Submitted to: Applied Engineering in Agriculture
Publication Type: Peer Reviewed Journal
Publication Acceptance Date: May 18, 1999
Publication Date: N/A
Interpretive Summary: Color is an important attribute for poultry inspection. In the poultry processing plant, USDA certified inspectors perform an inspection process, where most conditions of contaminated poultry are detected based upon variations in color. Usually, the inspection tasks are conducted at high rates (35 birds per minute or higher) making it a very difficult task for the inspectors. With the availability of improved hardware for acquiring color images, the capability now exists for development of color vision systems for on-line poultry inspection. This research was conducted to develop a neuro-fuzzy based image classification system to identify individual features of poultry viscera. Poultry viscera including livers and hearts were imaged in the poultry process plant. These images were segmented and statistical analysis was performed for feature selection. The color-image classification systems that utilized hybrid paradigms of fuzzy inference system and neural networks were designed for poultry viscera classifications. Results showed that color features could be effectively used for differentiating normal poultry viscera from airsacculitis, cadaver, and septicemia. For four-class classification of chicken livers and hearts, an accuracy of 86.3% was achieved for the model development and 82.5% accuracy for the model validation. The classifier design examples documented in this study illustrate the design procedures, which could be applied to the design of on-line systems for poultry viscera inspection. This information is also very useful to FSIS scientists and administrators who are interested in machine vision systems for poultry inspection.

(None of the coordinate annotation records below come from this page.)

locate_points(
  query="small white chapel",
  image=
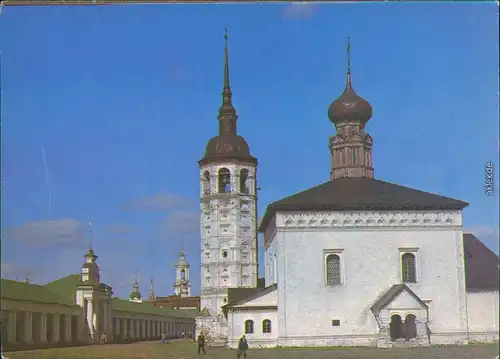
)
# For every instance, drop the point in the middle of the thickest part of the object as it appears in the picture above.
(354, 261)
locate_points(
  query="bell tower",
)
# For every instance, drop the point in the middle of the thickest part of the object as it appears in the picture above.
(228, 208)
(182, 286)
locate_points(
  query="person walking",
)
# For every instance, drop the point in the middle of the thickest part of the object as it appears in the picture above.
(201, 344)
(242, 348)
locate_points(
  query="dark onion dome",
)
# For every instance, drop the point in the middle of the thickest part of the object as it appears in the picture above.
(349, 107)
(229, 146)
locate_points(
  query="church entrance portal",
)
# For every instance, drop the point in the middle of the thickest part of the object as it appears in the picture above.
(396, 327)
(410, 327)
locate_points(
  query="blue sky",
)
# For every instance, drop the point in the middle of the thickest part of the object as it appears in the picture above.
(123, 99)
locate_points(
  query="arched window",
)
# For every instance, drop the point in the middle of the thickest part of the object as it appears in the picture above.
(333, 276)
(266, 326)
(206, 182)
(249, 326)
(224, 180)
(396, 327)
(408, 268)
(243, 181)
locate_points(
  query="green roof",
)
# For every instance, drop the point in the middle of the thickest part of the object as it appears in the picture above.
(31, 292)
(63, 291)
(150, 308)
(65, 287)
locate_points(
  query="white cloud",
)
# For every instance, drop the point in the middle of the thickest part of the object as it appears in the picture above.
(16, 272)
(120, 229)
(298, 11)
(182, 223)
(47, 233)
(158, 202)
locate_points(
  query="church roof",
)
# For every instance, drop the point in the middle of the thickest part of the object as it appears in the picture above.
(176, 301)
(392, 293)
(256, 293)
(359, 194)
(149, 308)
(481, 265)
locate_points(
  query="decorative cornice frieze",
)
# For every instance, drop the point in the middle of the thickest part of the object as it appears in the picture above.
(368, 219)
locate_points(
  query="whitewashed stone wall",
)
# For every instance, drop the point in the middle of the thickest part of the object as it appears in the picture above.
(257, 339)
(214, 328)
(228, 235)
(370, 245)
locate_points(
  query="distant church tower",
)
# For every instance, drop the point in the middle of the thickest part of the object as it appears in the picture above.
(351, 147)
(228, 208)
(182, 286)
(135, 295)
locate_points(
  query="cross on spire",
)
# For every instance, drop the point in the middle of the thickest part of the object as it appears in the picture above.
(226, 64)
(227, 113)
(348, 81)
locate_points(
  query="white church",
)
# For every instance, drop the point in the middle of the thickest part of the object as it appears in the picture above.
(354, 261)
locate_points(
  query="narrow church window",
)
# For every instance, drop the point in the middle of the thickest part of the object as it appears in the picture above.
(333, 275)
(243, 181)
(408, 268)
(249, 326)
(266, 326)
(206, 182)
(224, 180)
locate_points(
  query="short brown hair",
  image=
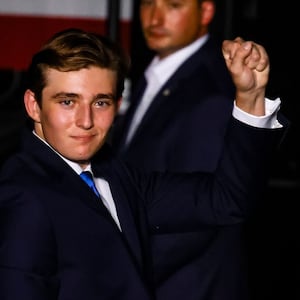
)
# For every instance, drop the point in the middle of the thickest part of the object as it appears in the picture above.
(73, 49)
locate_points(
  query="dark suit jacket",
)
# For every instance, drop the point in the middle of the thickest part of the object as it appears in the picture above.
(58, 242)
(183, 130)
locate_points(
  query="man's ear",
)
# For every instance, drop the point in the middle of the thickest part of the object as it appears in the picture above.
(208, 10)
(31, 105)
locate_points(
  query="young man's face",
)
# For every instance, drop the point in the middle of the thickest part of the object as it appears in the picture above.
(169, 25)
(77, 111)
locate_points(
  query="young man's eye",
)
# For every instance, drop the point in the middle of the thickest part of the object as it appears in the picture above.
(66, 102)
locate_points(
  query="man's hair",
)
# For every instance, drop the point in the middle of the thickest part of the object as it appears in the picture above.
(72, 50)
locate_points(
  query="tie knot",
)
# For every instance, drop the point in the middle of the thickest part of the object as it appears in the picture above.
(88, 179)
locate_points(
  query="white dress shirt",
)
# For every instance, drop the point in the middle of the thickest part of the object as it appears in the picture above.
(157, 74)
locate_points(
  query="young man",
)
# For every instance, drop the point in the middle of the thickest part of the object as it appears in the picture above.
(58, 239)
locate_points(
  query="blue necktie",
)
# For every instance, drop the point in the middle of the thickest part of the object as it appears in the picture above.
(88, 178)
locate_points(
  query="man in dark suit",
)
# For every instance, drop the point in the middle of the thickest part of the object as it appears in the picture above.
(61, 238)
(177, 122)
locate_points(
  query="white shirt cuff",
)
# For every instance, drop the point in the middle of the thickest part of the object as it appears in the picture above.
(269, 120)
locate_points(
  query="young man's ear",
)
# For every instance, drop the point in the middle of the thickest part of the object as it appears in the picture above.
(208, 9)
(31, 105)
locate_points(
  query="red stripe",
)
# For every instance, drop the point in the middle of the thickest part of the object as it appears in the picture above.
(22, 36)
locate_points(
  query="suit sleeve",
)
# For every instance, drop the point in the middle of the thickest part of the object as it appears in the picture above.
(25, 274)
(228, 196)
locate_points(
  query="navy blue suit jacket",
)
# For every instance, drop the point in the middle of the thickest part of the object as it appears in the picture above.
(57, 241)
(183, 131)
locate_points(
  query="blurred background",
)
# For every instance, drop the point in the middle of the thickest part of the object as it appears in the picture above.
(273, 236)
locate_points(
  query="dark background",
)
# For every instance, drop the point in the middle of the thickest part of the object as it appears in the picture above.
(273, 234)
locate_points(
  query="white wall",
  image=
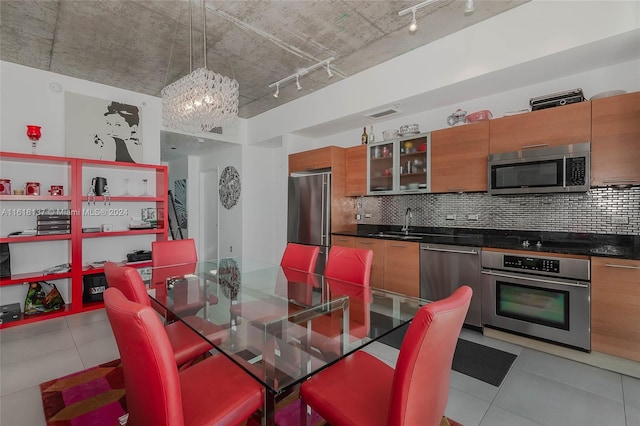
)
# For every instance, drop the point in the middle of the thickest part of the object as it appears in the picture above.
(27, 99)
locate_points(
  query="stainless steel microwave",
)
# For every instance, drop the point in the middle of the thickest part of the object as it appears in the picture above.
(564, 168)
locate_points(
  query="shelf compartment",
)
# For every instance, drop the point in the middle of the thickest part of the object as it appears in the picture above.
(29, 277)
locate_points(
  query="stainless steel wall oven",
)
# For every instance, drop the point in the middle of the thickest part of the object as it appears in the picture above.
(540, 296)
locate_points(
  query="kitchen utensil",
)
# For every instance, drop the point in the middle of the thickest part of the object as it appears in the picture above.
(485, 114)
(457, 117)
(389, 134)
(32, 188)
(5, 186)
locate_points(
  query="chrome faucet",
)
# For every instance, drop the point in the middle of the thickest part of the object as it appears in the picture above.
(407, 221)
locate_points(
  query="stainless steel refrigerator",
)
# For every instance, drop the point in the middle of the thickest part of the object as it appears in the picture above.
(309, 213)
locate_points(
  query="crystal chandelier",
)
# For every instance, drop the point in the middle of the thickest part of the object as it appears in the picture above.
(202, 100)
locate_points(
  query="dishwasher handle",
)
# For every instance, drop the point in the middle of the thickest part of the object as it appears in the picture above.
(450, 250)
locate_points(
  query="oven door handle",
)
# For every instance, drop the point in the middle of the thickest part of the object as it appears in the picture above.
(540, 280)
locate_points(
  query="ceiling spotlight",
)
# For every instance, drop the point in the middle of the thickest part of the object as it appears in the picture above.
(413, 9)
(329, 73)
(414, 25)
(468, 9)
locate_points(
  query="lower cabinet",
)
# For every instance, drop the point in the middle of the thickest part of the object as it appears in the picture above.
(396, 264)
(402, 267)
(377, 267)
(615, 307)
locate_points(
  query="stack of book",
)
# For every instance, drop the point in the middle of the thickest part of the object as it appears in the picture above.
(49, 224)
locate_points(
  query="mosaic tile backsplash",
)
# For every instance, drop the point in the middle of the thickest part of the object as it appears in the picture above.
(601, 211)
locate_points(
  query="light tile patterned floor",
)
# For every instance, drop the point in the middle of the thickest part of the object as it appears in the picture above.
(540, 389)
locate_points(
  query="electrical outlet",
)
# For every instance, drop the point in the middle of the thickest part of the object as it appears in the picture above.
(620, 220)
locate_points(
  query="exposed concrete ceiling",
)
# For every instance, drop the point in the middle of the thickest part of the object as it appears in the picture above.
(143, 45)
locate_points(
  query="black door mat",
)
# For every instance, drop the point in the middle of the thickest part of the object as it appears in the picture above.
(472, 359)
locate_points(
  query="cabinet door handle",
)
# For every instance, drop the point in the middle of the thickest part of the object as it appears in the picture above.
(612, 265)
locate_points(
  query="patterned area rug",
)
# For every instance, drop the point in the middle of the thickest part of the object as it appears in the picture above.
(90, 397)
(96, 397)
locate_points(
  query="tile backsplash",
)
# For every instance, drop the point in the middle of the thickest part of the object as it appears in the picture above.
(601, 210)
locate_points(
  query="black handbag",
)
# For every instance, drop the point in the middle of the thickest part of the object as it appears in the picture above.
(93, 287)
(5, 261)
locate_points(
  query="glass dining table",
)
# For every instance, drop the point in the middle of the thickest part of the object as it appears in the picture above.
(279, 325)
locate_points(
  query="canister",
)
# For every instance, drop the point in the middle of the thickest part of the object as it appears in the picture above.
(5, 186)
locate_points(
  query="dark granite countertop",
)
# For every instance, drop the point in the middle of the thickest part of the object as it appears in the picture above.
(587, 244)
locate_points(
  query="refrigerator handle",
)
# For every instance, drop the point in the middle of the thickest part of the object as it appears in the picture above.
(326, 208)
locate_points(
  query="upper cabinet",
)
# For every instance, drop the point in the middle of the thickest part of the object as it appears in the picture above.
(321, 158)
(615, 142)
(400, 166)
(459, 158)
(356, 171)
(544, 128)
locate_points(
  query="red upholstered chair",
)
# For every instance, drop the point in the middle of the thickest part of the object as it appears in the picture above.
(349, 264)
(300, 256)
(173, 258)
(186, 344)
(362, 390)
(214, 391)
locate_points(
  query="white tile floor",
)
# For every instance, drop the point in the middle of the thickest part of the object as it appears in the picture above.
(540, 389)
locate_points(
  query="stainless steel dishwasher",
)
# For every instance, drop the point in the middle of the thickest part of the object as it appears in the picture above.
(444, 268)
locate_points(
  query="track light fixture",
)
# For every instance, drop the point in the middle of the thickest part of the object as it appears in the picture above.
(468, 9)
(302, 72)
(413, 9)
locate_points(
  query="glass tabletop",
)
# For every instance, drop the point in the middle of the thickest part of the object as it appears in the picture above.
(280, 325)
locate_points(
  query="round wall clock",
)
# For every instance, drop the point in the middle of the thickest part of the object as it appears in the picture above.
(229, 187)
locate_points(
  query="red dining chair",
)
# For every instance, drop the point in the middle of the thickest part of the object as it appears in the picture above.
(212, 391)
(348, 271)
(297, 261)
(300, 256)
(349, 264)
(186, 344)
(362, 390)
(175, 258)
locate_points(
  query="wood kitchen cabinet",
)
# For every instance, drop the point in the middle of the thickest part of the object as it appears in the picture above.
(356, 171)
(377, 267)
(402, 267)
(459, 158)
(615, 140)
(562, 125)
(615, 307)
(321, 158)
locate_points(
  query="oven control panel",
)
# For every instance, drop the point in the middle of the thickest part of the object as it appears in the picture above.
(532, 263)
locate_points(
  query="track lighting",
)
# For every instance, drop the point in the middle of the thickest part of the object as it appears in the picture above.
(304, 71)
(468, 9)
(413, 9)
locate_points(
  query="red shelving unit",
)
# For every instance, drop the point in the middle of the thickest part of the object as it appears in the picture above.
(75, 171)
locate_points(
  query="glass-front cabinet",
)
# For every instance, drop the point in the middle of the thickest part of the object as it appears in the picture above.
(399, 166)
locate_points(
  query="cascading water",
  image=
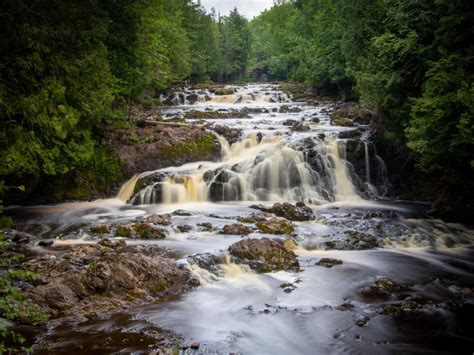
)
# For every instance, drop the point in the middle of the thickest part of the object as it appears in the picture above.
(269, 170)
(236, 310)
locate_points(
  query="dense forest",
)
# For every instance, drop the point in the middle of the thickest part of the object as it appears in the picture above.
(70, 67)
(411, 61)
(69, 70)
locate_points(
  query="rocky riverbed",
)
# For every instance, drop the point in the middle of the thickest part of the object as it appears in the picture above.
(288, 242)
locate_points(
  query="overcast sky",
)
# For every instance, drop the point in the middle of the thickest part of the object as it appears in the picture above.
(248, 8)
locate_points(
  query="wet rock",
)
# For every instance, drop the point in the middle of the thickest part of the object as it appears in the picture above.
(300, 127)
(381, 289)
(47, 243)
(264, 255)
(54, 296)
(147, 231)
(346, 306)
(192, 98)
(126, 272)
(206, 227)
(184, 228)
(18, 237)
(124, 231)
(362, 321)
(289, 122)
(288, 287)
(275, 225)
(99, 229)
(341, 121)
(287, 109)
(352, 240)
(236, 229)
(251, 219)
(182, 213)
(353, 133)
(163, 219)
(106, 242)
(206, 261)
(401, 309)
(232, 135)
(329, 262)
(298, 212)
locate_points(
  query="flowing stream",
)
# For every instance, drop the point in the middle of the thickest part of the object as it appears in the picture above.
(239, 311)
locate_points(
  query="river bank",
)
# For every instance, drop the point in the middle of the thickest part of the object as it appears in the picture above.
(289, 234)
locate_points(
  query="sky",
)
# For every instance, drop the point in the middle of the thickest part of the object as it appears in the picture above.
(248, 8)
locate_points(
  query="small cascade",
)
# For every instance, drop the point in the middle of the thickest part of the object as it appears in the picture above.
(344, 188)
(262, 170)
(367, 162)
(126, 191)
(241, 95)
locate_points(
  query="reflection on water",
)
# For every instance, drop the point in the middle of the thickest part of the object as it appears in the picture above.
(323, 311)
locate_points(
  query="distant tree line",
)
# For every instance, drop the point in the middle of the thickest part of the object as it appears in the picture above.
(412, 61)
(66, 64)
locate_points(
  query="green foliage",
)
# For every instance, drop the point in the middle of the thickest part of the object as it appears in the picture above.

A neuro-fuzzy based image classification system that utilizes color-imaging features of poultry viscera in the spectral and spatial domains was developed. Poultry viscera (320) of liver and heart were separated into four classes: normal, airsacculitis, cadaver, and septicemia. Color images for the classified poultry viscera were collected in the poultry process plant. These images in RGB color space were segmented and statistical analysis was performed for feature selection. The neuro-fuzzy system utilizes hybrid paradigms of fuzzy inference system and neural networks to enhance the robustness of the classification processes. The results showed that the accuracy for separation of normal from abnormal livers were 87.5 to 92.5% when two classes of validation data were used. For two-class classification of chicken hearts, the accuracies were 92.5 to 97.5%. When neuro-fuzzy models were employed to separate chicken livers into three classes (normal, airsacculitis, and cadaver), the accuracy was 88.3% for the training data and 83.3% for the validation data. Combining features of chicken liver and heart, a generalized neuro-fuzzy model was designed to classify poultry viscera into four classes (normal, airsacculitis, cadaver, and septicemia). The classification accuracy of 86.3% was achieved for the training data and 82.5% accuracy for the validation.